Andy Butchart has one simple instruction to follow this morning on the occasion of his half-marathon debut. “My coach,” he revealed, “just wrote in my plan: ‘do not get injured’. Always sage advice, one would expect, but more so as the Olympic 5,000 metres finalist prepares to embark on a winter in which he – and his new mentor Terrence Mahon – will provide the foundation for a spring and summer with tangible returns on investment.
The European Championships are ten months away and the Commonwealth Games a mere six. The route map that leads towards Berlin via Gold Coast and myriad points in between begins on the streets of Glasgow for the annual Bank of Scotland Great Scottish Run. It is a turn into the unknown for the 25-year-old who, by his own admission, is merely testing the waters rather than taking a full-on plunge. “I’m not going to say I’ll be in a sprint finish,” he acknowledges. “It’s an unknown for me. I could end up really fast. I don’t know.”

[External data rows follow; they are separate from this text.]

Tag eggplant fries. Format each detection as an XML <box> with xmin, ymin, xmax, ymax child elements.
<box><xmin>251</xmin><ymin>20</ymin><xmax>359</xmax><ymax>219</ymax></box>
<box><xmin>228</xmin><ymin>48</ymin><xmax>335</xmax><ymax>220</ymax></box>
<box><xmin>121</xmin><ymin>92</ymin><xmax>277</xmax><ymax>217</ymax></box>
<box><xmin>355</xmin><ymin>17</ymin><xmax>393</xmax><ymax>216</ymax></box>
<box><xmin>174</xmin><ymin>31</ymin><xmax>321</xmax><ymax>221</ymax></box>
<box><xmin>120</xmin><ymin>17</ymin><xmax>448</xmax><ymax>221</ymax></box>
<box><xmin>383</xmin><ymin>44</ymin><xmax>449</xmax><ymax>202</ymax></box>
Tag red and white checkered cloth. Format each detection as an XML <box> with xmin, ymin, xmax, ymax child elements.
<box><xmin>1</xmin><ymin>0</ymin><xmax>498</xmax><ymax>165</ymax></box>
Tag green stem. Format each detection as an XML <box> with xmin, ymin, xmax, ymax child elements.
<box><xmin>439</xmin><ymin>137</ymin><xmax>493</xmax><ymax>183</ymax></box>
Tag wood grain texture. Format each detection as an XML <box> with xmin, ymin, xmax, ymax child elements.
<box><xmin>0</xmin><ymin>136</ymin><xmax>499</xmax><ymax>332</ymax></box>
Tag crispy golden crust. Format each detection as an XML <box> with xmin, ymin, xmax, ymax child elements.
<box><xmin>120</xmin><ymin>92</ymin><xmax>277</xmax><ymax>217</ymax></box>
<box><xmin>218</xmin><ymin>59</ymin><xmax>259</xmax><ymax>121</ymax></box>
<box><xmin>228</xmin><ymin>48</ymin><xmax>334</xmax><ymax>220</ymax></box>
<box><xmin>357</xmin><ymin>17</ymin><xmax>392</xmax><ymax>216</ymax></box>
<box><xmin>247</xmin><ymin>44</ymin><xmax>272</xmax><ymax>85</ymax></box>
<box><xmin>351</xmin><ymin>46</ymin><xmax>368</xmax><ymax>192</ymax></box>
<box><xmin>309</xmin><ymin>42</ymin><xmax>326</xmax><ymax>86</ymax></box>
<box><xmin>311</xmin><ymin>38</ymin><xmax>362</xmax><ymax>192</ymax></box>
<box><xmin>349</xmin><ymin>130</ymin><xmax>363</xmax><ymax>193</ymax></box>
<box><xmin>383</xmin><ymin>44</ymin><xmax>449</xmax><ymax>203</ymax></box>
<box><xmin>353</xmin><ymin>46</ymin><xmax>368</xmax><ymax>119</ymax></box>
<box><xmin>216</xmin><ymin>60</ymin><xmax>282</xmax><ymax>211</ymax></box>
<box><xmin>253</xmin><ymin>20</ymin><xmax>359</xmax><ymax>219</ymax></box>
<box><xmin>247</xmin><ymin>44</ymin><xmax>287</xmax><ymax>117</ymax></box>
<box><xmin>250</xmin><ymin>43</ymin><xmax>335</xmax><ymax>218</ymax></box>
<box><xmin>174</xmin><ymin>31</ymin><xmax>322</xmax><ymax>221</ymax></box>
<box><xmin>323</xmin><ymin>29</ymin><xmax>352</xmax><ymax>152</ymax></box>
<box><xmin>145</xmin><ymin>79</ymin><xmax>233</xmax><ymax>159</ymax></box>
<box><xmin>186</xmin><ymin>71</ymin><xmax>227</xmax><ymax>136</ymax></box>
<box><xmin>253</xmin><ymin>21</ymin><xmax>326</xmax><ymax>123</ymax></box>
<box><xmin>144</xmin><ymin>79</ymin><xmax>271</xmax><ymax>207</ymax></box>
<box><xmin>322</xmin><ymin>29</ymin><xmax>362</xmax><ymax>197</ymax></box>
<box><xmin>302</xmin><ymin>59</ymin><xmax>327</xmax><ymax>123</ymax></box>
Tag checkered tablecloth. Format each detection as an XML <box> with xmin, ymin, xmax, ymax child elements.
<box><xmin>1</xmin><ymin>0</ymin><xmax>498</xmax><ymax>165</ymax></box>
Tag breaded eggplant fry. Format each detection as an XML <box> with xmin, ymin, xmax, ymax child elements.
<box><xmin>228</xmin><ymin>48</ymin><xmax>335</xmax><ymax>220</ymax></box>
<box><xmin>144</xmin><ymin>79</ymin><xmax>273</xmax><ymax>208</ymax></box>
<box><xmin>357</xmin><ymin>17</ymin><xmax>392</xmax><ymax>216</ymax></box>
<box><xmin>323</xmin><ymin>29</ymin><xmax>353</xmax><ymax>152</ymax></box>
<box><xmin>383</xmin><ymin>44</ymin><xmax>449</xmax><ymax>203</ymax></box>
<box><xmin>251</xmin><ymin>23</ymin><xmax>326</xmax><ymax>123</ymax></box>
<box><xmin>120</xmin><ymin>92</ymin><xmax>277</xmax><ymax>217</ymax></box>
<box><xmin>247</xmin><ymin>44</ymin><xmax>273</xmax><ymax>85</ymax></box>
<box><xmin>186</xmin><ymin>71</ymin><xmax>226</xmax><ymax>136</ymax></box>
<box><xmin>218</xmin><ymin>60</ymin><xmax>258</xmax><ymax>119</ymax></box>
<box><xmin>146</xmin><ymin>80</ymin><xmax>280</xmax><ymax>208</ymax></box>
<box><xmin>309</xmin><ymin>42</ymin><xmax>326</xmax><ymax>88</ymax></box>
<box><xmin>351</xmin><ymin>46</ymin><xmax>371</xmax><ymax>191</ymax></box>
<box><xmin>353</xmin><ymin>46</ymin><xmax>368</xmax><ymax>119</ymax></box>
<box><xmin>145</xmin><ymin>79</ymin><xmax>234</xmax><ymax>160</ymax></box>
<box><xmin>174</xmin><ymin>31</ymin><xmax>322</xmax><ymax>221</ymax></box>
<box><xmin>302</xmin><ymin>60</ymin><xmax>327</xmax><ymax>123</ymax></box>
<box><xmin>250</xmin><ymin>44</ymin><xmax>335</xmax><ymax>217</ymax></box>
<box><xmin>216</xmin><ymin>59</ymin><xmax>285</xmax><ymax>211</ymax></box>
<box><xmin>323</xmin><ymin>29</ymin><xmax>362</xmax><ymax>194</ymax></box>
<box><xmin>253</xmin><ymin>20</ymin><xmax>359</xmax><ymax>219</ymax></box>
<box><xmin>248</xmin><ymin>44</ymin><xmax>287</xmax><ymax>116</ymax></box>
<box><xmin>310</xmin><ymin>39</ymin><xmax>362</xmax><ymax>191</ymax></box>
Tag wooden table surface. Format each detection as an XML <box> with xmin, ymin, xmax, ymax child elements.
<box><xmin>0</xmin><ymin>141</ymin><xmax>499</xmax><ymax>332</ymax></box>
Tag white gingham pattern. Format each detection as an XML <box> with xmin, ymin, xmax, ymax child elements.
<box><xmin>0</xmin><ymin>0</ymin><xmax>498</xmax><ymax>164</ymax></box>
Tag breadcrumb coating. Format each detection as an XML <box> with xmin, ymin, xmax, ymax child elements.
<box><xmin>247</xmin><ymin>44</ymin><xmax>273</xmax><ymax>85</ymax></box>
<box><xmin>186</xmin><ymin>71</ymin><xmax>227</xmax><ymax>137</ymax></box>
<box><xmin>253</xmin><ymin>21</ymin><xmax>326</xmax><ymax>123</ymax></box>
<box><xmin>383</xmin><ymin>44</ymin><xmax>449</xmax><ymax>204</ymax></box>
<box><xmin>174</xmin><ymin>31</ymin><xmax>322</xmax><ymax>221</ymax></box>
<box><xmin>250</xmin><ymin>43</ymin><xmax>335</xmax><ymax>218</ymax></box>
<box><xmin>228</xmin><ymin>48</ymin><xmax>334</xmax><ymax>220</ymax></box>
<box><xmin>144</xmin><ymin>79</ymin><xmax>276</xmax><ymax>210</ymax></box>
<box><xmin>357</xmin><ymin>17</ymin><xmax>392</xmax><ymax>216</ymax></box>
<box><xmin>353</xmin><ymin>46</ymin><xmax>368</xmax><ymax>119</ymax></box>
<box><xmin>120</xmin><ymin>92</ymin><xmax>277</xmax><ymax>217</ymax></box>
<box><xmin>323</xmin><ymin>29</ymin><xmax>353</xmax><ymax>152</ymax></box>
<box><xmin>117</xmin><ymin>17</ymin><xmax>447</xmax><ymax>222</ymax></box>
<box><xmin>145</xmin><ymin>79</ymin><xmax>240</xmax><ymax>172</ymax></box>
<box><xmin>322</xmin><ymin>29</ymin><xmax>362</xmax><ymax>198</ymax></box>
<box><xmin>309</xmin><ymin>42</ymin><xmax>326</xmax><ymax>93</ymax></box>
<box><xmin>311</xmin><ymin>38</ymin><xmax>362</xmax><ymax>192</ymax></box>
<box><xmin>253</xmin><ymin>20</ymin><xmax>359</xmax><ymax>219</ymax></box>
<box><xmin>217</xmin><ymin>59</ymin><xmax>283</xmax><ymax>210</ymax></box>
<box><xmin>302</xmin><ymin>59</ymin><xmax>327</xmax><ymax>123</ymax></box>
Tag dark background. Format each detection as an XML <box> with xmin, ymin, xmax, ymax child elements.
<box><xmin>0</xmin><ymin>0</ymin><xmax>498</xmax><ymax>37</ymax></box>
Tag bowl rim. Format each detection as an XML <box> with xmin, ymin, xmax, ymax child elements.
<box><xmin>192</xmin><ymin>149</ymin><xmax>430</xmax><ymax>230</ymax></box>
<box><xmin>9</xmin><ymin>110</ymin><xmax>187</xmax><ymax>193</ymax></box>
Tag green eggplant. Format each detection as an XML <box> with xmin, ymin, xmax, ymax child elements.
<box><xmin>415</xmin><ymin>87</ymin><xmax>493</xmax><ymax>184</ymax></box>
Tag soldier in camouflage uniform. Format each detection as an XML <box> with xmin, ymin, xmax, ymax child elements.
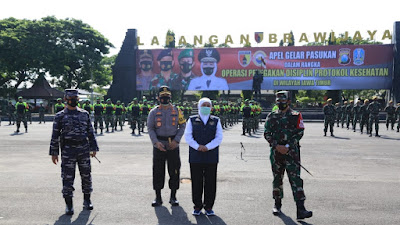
<box><xmin>104</xmin><ymin>99</ymin><xmax>115</xmax><ymax>132</ymax></box>
<box><xmin>264</xmin><ymin>91</ymin><xmax>312</xmax><ymax>220</ymax></box>
<box><xmin>323</xmin><ymin>98</ymin><xmax>336</xmax><ymax>136</ymax></box>
<box><xmin>147</xmin><ymin>86</ymin><xmax>186</xmax><ymax>207</ymax></box>
<box><xmin>352</xmin><ymin>100</ymin><xmax>362</xmax><ymax>132</ymax></box>
<box><xmin>93</xmin><ymin>98</ymin><xmax>104</xmax><ymax>134</ymax></box>
<box><xmin>141</xmin><ymin>100</ymin><xmax>151</xmax><ymax>132</ymax></box>
<box><xmin>346</xmin><ymin>100</ymin><xmax>354</xmax><ymax>129</ymax></box>
<box><xmin>15</xmin><ymin>96</ymin><xmax>29</xmax><ymax>133</ymax></box>
<box><xmin>384</xmin><ymin>100</ymin><xmax>396</xmax><ymax>130</ymax></box>
<box><xmin>341</xmin><ymin>101</ymin><xmax>348</xmax><ymax>128</ymax></box>
<box><xmin>367</xmin><ymin>96</ymin><xmax>381</xmax><ymax>137</ymax></box>
<box><xmin>241</xmin><ymin>99</ymin><xmax>252</xmax><ymax>135</ymax></box>
<box><xmin>114</xmin><ymin>100</ymin><xmax>124</xmax><ymax>131</ymax></box>
<box><xmin>129</xmin><ymin>98</ymin><xmax>142</xmax><ymax>135</ymax></box>
<box><xmin>335</xmin><ymin>103</ymin><xmax>342</xmax><ymax>127</ymax></box>
<box><xmin>49</xmin><ymin>89</ymin><xmax>99</xmax><ymax>215</ymax></box>
<box><xmin>396</xmin><ymin>103</ymin><xmax>400</xmax><ymax>132</ymax></box>
<box><xmin>360</xmin><ymin>99</ymin><xmax>370</xmax><ymax>134</ymax></box>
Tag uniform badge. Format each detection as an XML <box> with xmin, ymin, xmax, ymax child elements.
<box><xmin>254</xmin><ymin>32</ymin><xmax>264</xmax><ymax>43</ymax></box>
<box><xmin>157</xmin><ymin>122</ymin><xmax>162</xmax><ymax>127</ymax></box>
<box><xmin>209</xmin><ymin>121</ymin><xmax>215</xmax><ymax>126</ymax></box>
<box><xmin>238</xmin><ymin>51</ymin><xmax>251</xmax><ymax>67</ymax></box>
<box><xmin>353</xmin><ymin>48</ymin><xmax>365</xmax><ymax>66</ymax></box>
<box><xmin>338</xmin><ymin>48</ymin><xmax>351</xmax><ymax>65</ymax></box>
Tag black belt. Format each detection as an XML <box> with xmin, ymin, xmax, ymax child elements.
<box><xmin>157</xmin><ymin>136</ymin><xmax>175</xmax><ymax>141</ymax></box>
<box><xmin>63</xmin><ymin>139</ymin><xmax>87</xmax><ymax>146</ymax></box>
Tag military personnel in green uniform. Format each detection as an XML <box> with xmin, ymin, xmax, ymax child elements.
<box><xmin>360</xmin><ymin>99</ymin><xmax>370</xmax><ymax>134</ymax></box>
<box><xmin>55</xmin><ymin>98</ymin><xmax>65</xmax><ymax>113</ymax></box>
<box><xmin>140</xmin><ymin>100</ymin><xmax>150</xmax><ymax>132</ymax></box>
<box><xmin>7</xmin><ymin>101</ymin><xmax>15</xmax><ymax>125</ymax></box>
<box><xmin>171</xmin><ymin>49</ymin><xmax>197</xmax><ymax>90</ymax></box>
<box><xmin>39</xmin><ymin>103</ymin><xmax>46</xmax><ymax>124</ymax></box>
<box><xmin>241</xmin><ymin>99</ymin><xmax>252</xmax><ymax>135</ymax></box>
<box><xmin>384</xmin><ymin>100</ymin><xmax>396</xmax><ymax>130</ymax></box>
<box><xmin>335</xmin><ymin>103</ymin><xmax>342</xmax><ymax>127</ymax></box>
<box><xmin>367</xmin><ymin>96</ymin><xmax>381</xmax><ymax>137</ymax></box>
<box><xmin>396</xmin><ymin>103</ymin><xmax>400</xmax><ymax>132</ymax></box>
<box><xmin>323</xmin><ymin>98</ymin><xmax>336</xmax><ymax>136</ymax></box>
<box><xmin>82</xmin><ymin>100</ymin><xmax>93</xmax><ymax>114</ymax></box>
<box><xmin>15</xmin><ymin>96</ymin><xmax>29</xmax><ymax>133</ymax></box>
<box><xmin>129</xmin><ymin>98</ymin><xmax>142</xmax><ymax>135</ymax></box>
<box><xmin>93</xmin><ymin>98</ymin><xmax>104</xmax><ymax>134</ymax></box>
<box><xmin>150</xmin><ymin>49</ymin><xmax>178</xmax><ymax>90</ymax></box>
<box><xmin>346</xmin><ymin>100</ymin><xmax>354</xmax><ymax>129</ymax></box>
<box><xmin>341</xmin><ymin>101</ymin><xmax>348</xmax><ymax>128</ymax></box>
<box><xmin>104</xmin><ymin>99</ymin><xmax>115</xmax><ymax>132</ymax></box>
<box><xmin>26</xmin><ymin>103</ymin><xmax>32</xmax><ymax>124</ymax></box>
<box><xmin>264</xmin><ymin>91</ymin><xmax>312</xmax><ymax>220</ymax></box>
<box><xmin>352</xmin><ymin>100</ymin><xmax>362</xmax><ymax>132</ymax></box>
<box><xmin>147</xmin><ymin>86</ymin><xmax>186</xmax><ymax>207</ymax></box>
<box><xmin>114</xmin><ymin>100</ymin><xmax>124</xmax><ymax>131</ymax></box>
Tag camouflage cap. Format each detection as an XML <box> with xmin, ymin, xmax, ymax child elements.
<box><xmin>178</xmin><ymin>49</ymin><xmax>194</xmax><ymax>61</ymax></box>
<box><xmin>335</xmin><ymin>103</ymin><xmax>340</xmax><ymax>106</ymax></box>
<box><xmin>364</xmin><ymin>99</ymin><xmax>369</xmax><ymax>103</ymax></box>
<box><xmin>117</xmin><ymin>100</ymin><xmax>121</xmax><ymax>103</ymax></box>
<box><xmin>350</xmin><ymin>100</ymin><xmax>354</xmax><ymax>103</ymax></box>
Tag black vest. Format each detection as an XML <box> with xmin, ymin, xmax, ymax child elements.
<box><xmin>189</xmin><ymin>115</ymin><xmax>219</xmax><ymax>164</ymax></box>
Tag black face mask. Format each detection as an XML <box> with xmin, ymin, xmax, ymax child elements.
<box><xmin>67</xmin><ymin>98</ymin><xmax>78</xmax><ymax>107</ymax></box>
<box><xmin>140</xmin><ymin>61</ymin><xmax>153</xmax><ymax>71</ymax></box>
<box><xmin>159</xmin><ymin>96</ymin><xmax>171</xmax><ymax>105</ymax></box>
<box><xmin>278</xmin><ymin>102</ymin><xmax>288</xmax><ymax>110</ymax></box>
<box><xmin>160</xmin><ymin>61</ymin><xmax>173</xmax><ymax>71</ymax></box>
<box><xmin>203</xmin><ymin>67</ymin><xmax>214</xmax><ymax>76</ymax></box>
<box><xmin>180</xmin><ymin>62</ymin><xmax>192</xmax><ymax>73</ymax></box>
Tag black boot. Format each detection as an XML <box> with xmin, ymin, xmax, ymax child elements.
<box><xmin>272</xmin><ymin>199</ymin><xmax>282</xmax><ymax>215</ymax></box>
<box><xmin>83</xmin><ymin>194</ymin><xmax>94</xmax><ymax>210</ymax></box>
<box><xmin>242</xmin><ymin>130</ymin><xmax>246</xmax><ymax>135</ymax></box>
<box><xmin>131</xmin><ymin>129</ymin><xmax>135</xmax><ymax>134</ymax></box>
<box><xmin>25</xmin><ymin>127</ymin><xmax>28</xmax><ymax>133</ymax></box>
<box><xmin>152</xmin><ymin>190</ymin><xmax>162</xmax><ymax>207</ymax></box>
<box><xmin>324</xmin><ymin>131</ymin><xmax>326</xmax><ymax>136</ymax></box>
<box><xmin>296</xmin><ymin>200</ymin><xmax>312</xmax><ymax>220</ymax></box>
<box><xmin>100</xmin><ymin>129</ymin><xmax>103</xmax><ymax>134</ymax></box>
<box><xmin>106</xmin><ymin>128</ymin><xmax>109</xmax><ymax>132</ymax></box>
<box><xmin>331</xmin><ymin>132</ymin><xmax>334</xmax><ymax>137</ymax></box>
<box><xmin>169</xmin><ymin>190</ymin><xmax>179</xmax><ymax>206</ymax></box>
<box><xmin>375</xmin><ymin>132</ymin><xmax>380</xmax><ymax>137</ymax></box>
<box><xmin>64</xmin><ymin>197</ymin><xmax>74</xmax><ymax>215</ymax></box>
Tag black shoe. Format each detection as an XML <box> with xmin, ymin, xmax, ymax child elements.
<box><xmin>16</xmin><ymin>129</ymin><xmax>19</xmax><ymax>133</ymax></box>
<box><xmin>369</xmin><ymin>133</ymin><xmax>372</xmax><ymax>137</ymax></box>
<box><xmin>106</xmin><ymin>128</ymin><xmax>109</xmax><ymax>132</ymax></box>
<box><xmin>64</xmin><ymin>197</ymin><xmax>74</xmax><ymax>215</ymax></box>
<box><xmin>375</xmin><ymin>133</ymin><xmax>380</xmax><ymax>137</ymax></box>
<box><xmin>100</xmin><ymin>129</ymin><xmax>103</xmax><ymax>134</ymax></box>
<box><xmin>131</xmin><ymin>130</ymin><xmax>135</xmax><ymax>134</ymax></box>
<box><xmin>83</xmin><ymin>194</ymin><xmax>94</xmax><ymax>210</ymax></box>
<box><xmin>169</xmin><ymin>197</ymin><xmax>179</xmax><ymax>206</ymax></box>
<box><xmin>152</xmin><ymin>198</ymin><xmax>163</xmax><ymax>207</ymax></box>
<box><xmin>331</xmin><ymin>133</ymin><xmax>335</xmax><ymax>137</ymax></box>
<box><xmin>361</xmin><ymin>131</ymin><xmax>363</xmax><ymax>134</ymax></box>
<box><xmin>272</xmin><ymin>199</ymin><xmax>282</xmax><ymax>216</ymax></box>
<box><xmin>324</xmin><ymin>132</ymin><xmax>326</xmax><ymax>136</ymax></box>
<box><xmin>296</xmin><ymin>200</ymin><xmax>312</xmax><ymax>220</ymax></box>
<box><xmin>353</xmin><ymin>130</ymin><xmax>356</xmax><ymax>132</ymax></box>
<box><xmin>25</xmin><ymin>128</ymin><xmax>27</xmax><ymax>133</ymax></box>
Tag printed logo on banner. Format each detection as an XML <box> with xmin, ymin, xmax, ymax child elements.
<box><xmin>353</xmin><ymin>48</ymin><xmax>365</xmax><ymax>65</ymax></box>
<box><xmin>238</xmin><ymin>51</ymin><xmax>251</xmax><ymax>67</ymax></box>
<box><xmin>338</xmin><ymin>48</ymin><xmax>351</xmax><ymax>65</ymax></box>
<box><xmin>254</xmin><ymin>32</ymin><xmax>264</xmax><ymax>43</ymax></box>
<box><xmin>253</xmin><ymin>51</ymin><xmax>267</xmax><ymax>68</ymax></box>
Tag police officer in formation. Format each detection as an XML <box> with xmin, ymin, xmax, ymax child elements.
<box><xmin>341</xmin><ymin>101</ymin><xmax>348</xmax><ymax>128</ymax></box>
<box><xmin>15</xmin><ymin>96</ymin><xmax>29</xmax><ymax>133</ymax></box>
<box><xmin>384</xmin><ymin>100</ymin><xmax>396</xmax><ymax>130</ymax></box>
<box><xmin>49</xmin><ymin>89</ymin><xmax>99</xmax><ymax>215</ymax></box>
<box><xmin>141</xmin><ymin>100</ymin><xmax>151</xmax><ymax>133</ymax></box>
<box><xmin>93</xmin><ymin>98</ymin><xmax>104</xmax><ymax>134</ymax></box>
<box><xmin>346</xmin><ymin>100</ymin><xmax>354</xmax><ymax>130</ymax></box>
<box><xmin>323</xmin><ymin>98</ymin><xmax>336</xmax><ymax>136</ymax></box>
<box><xmin>264</xmin><ymin>91</ymin><xmax>312</xmax><ymax>220</ymax></box>
<box><xmin>147</xmin><ymin>86</ymin><xmax>186</xmax><ymax>207</ymax></box>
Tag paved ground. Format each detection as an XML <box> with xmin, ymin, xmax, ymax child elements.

Yet he is not averse to leaps of faith. Guided for so long by Derek Easton, the paterfamilias at Central AC, the Scot – with certain encouragement from Mo Farah – changed tack this past season by seeking out American-based Terrence Mahon and asking him to unlock the small gains required to move from very good towards great.
His regime, already nurturing Chris O’Hare and Butchart’s now-girlfriend Lynsey Sharp, preaches that his disciples ready themselves to endure huge loads in the quest for strength and, ultimately, success. Up to now, Mahon has been a transatlantic hop away in Boston. No sooner had the dynamo from Dunblane signed on that the guru announced he would decamp further afield.
“He’s moving to California. But it won’t change things too much. We live such weird lifestyles that we live all over the place anyway. There will be a lot of travelling but I’m used to it after the last couple of years.”
Just as well for 2018. Keen observers like Brendan Foster have urged him to learn how to triumph next season so that they might be better equipped to take on the world come Tokyo [Olympics] three years hence. Others, Sharp and O’Hare included, will be of similar mind. “Next year is a year without the majors like Olympics and world championships,” Butchart notes. “So the opportunity to get medals is a bit easier. I feel I’m capable of doing it.”
A victorious opening to his 13-mile exploration is not anticipated, he offers, mainly because, in the shape of his old nemesis Callum Hawkins, there is a Scottish record holder with ambitions to repeat his 2016 victory. “It won’t end well for me probably,” Butchart smiles. “But this is the start of the next cycle.”